The detained Syrian national is accused of three counts of murder and eight other counts of attempted murder, as well as one related to the incident, according to a statement from the state attorney general’s office. Foreign terrorist organizations,
According to the note, investigators believe that the suspect Issa al-H. shares the radical Islamic ideology of the IS and that is why he took this decision. “Kill as many people as possible disloyal from their point of view”.
For this reason, at the Solingen municipal festival “he repeatedly attacked festival visitors with a knife in the back and aimed it at the neck and torso,” the prosecutor’s office said.
Search against the clock
After killing three people and leaving four others in critical condition, the suspect – who until then was not known to have Islamist tendencies – fled amid the confusion.
This began a race against the police clock that was to last nearly 24 hours, until Al H. flagged down a police patrol car and told officers, his clothes still stained with blood, “I’m the one you’re looking for”, according to media.
The alleged attacker is believed to have been hiding in an inner courtyard near the site of the attack, in the centre of Solingen, after retrieving the murder weapon, a kitchen knife, from the refugee centre where he lived.
During Saturday, police detained two people — one of them a 15-year-old juvenile — but neither of them turned out to be suspects.
ISIS has claimed responsibility for the attack
According to media, Al H. is originally from the Syrian city of Deir ez-Zor, located in the east of the country and which was under IS control for three years, from where he was liberated in 2017.
According to sources cited by German media, the suspect arrived in Germany in 2022, but it was decided to deport him to Bulgaria, which was responsible for processing his asylum application as it was his country of entry to the EU.
However, Al H. managed to evade the authorities until the deportation order expired and then obtained a temporary residence permit after his right to subsidiary protection as a Syrian citizen was recognized.
IS claimed responsibility for the Solingen attack on Saturday, saying it was carried out by “one of its soldiers” to “avenge the war against Palestine and Muslims everywhere”.
According to terrorism experts, this is the first attack claimed by IS on German soil since 2016, when 13 people were killed when a truck rammed into a Christmas market, although authorities are still analysing the veracity of the manifesto in this case.
More deportations and a ban on knives
The attack has revived the debate over security measures in Germany a week before regional elections in several federal states in the east of the country, in which the far right is the favorite.

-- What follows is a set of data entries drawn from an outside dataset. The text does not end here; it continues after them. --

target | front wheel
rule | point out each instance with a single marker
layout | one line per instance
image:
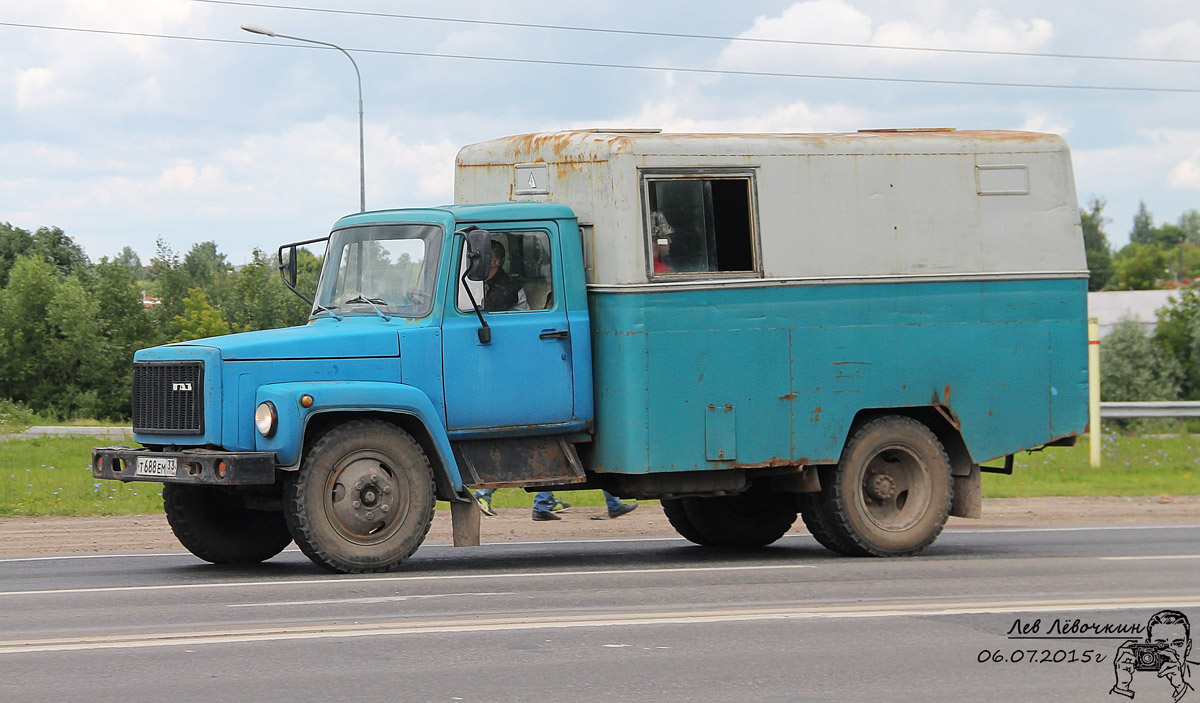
(891, 492)
(363, 499)
(217, 527)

The interior minister, Social Democrat Nancy Fesser, has long advocated banning knives on public streets, a proposal that liberal coalition partners have joined in the wake of the attack.

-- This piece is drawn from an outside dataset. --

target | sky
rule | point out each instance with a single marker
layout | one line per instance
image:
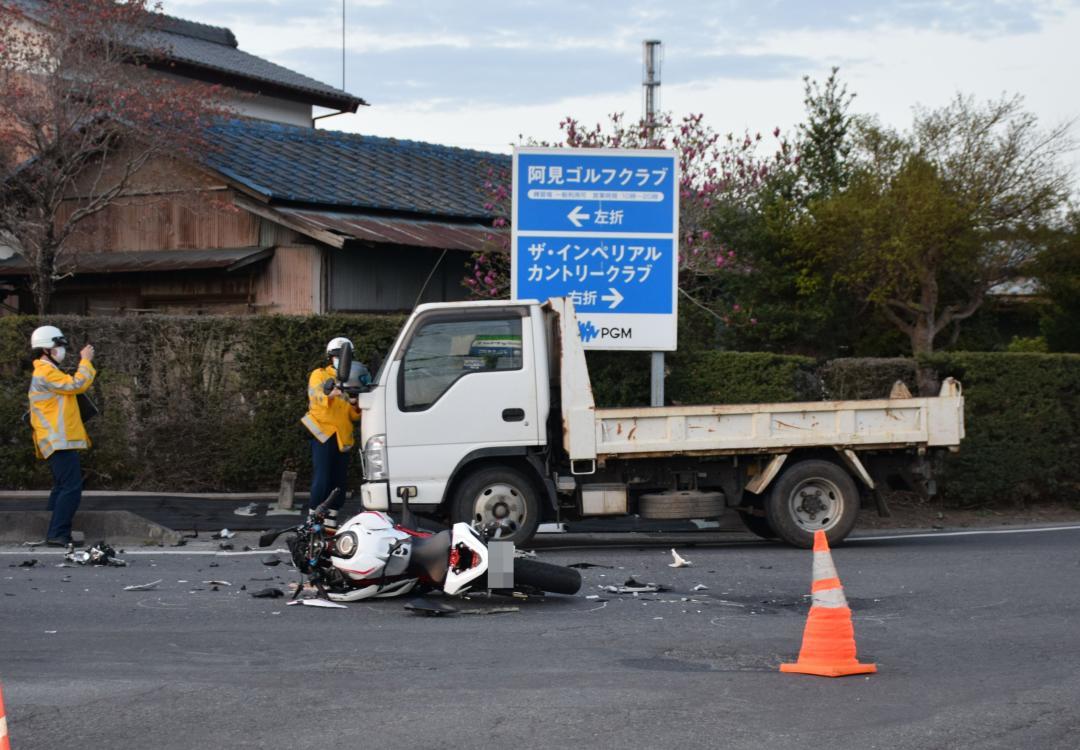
(483, 75)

“We must tighten gun laws,” Vice Chancellor and Economy Minister Robert Habeck also declared this Sunday, pointing out that Islamic terrorism “threatens our way of life.”
The condemnation was echoed by Friedrich Merz, head of the Christian Democratic opposition, who called for a complete halt to the reception of refugees from Syria and Afghanistan, saying “Knives are not the problem, but the people who walk around with them.”
On the other hand, Saskia Esken, co-leader of Chancellor Olaf Scholz’s Social Democratic Party (SPD), spoke this Sunday in favor of starting the deportation of convicted criminals and Islamic extremists to Syria and Afghanistan, a measure that is difficult to implement legally and which the conservative opposition has long demanded.